Reference: Yubico

---

Glossary

FIDO Alliance

• an open industry association
• adopt certain standards of authentication

FIDO Universal Second Factor (U2F)

• developed by Yubico and Google
• A protocol designed to act as a second factor to strengthen existing username/password-based login flows.
• built on Yubico’s invention of a scalable public-key model in which a new key pair is generated for each service and an unlimited number of services can be supported

Three main ways tp use the FIDO U2F in authentication

1. passwordless or without a token

2. with a hardware security key

3. Mobile uses NFC with a security key

   

References:

• fido-u2f
• FIDO U2F

FIDO U2F Certified

FIDO Alliance manages functional certification programs for its various specifications (e.g. U2F and FIDO2) to validate product conformance and interoperability.

FIDO 2

FIDO 2 is an extension of FIDO U2F which provide an extended set of functionality to cover additional use-cases, with the main driver being passwordless login flows.

Auth options offered:

• strong single factor (passwordless)
  • Authentication + touch/tap
• strong two factor
• multi-factor (MFA)
  • authentication + touch/tap + PIN

Types of 2FA

• Hardware Security Keys
• SMS 2FA
• Authenticator Apps
• Mobile Push

OATH

OATH is an organization that specifies two open authentication standards:

• TOTP

  • 6-8 digit code that changes every 30 sec
  • code is generated using HMAC(sharedSecret, timestamp)

• HTOP

  use an authentication counter.

  • require no clock
  • will be susceptible to losing counter sync.

One-Time Password(OTP)

An OTP is typically sent via SMS as a part of two-factor authentication. The NIST organization has recently deprecated SMS as a weak form of 2FA.

OpenPGP

OpenPGP is an open standard for signing and encrypting. It enables RSA or ECC sign/encrypt operations using a private key stored on a smartcard (such as YubiKeys), through common interfaces like PKCS#11.

GPG?

GPG (GnuPG) is a complete and free implementation of the OpenPGP standard.

PGP

Pretty Good Privacy (PGP) is an encryption program that provides cryptographic privacy and authentication for data communication.

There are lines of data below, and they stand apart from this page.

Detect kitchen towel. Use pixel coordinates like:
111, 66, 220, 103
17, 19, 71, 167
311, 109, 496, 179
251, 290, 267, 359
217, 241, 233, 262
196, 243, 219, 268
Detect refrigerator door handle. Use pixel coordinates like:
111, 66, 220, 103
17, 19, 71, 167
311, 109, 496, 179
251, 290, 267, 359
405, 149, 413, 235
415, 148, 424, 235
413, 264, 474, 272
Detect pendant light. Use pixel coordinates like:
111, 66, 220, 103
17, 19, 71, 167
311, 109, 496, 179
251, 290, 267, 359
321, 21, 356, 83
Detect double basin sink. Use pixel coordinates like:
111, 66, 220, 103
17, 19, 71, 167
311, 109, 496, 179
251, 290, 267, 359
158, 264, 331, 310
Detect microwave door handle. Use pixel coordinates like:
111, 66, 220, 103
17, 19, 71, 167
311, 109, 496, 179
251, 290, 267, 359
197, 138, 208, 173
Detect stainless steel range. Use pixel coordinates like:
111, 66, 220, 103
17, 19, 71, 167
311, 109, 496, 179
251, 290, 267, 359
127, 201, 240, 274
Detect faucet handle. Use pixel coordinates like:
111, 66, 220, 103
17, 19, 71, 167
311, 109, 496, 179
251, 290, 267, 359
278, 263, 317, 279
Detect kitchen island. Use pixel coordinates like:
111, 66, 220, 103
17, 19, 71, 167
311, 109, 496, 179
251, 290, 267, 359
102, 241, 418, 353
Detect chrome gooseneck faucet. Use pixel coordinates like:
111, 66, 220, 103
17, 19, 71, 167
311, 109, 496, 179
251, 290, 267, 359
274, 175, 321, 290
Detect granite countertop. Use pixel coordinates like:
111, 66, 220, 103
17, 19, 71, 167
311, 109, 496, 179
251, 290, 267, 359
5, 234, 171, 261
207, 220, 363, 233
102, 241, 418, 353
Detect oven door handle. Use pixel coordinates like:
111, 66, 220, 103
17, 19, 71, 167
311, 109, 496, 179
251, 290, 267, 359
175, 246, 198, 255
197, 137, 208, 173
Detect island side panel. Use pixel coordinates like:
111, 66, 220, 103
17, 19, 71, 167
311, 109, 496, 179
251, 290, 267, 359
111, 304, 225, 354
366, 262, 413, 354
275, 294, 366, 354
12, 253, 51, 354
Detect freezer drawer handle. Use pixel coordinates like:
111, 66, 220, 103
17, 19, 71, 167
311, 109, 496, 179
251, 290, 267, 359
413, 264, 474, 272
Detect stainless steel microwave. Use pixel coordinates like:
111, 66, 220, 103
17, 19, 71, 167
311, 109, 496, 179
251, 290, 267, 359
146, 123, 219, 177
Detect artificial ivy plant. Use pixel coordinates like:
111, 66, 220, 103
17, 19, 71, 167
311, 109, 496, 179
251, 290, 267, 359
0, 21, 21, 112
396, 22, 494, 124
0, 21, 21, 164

PGP is used for signing, encrypting, and decrypting texts, e-mails, files, directories, and whole disk partitions and to increase the security of e-mail communications.

Personal Identity Verification (PIV)

A PIV credential is a US Federal governmentwide credential used to access Federally controlled facilities and information systems at the appropriate security level.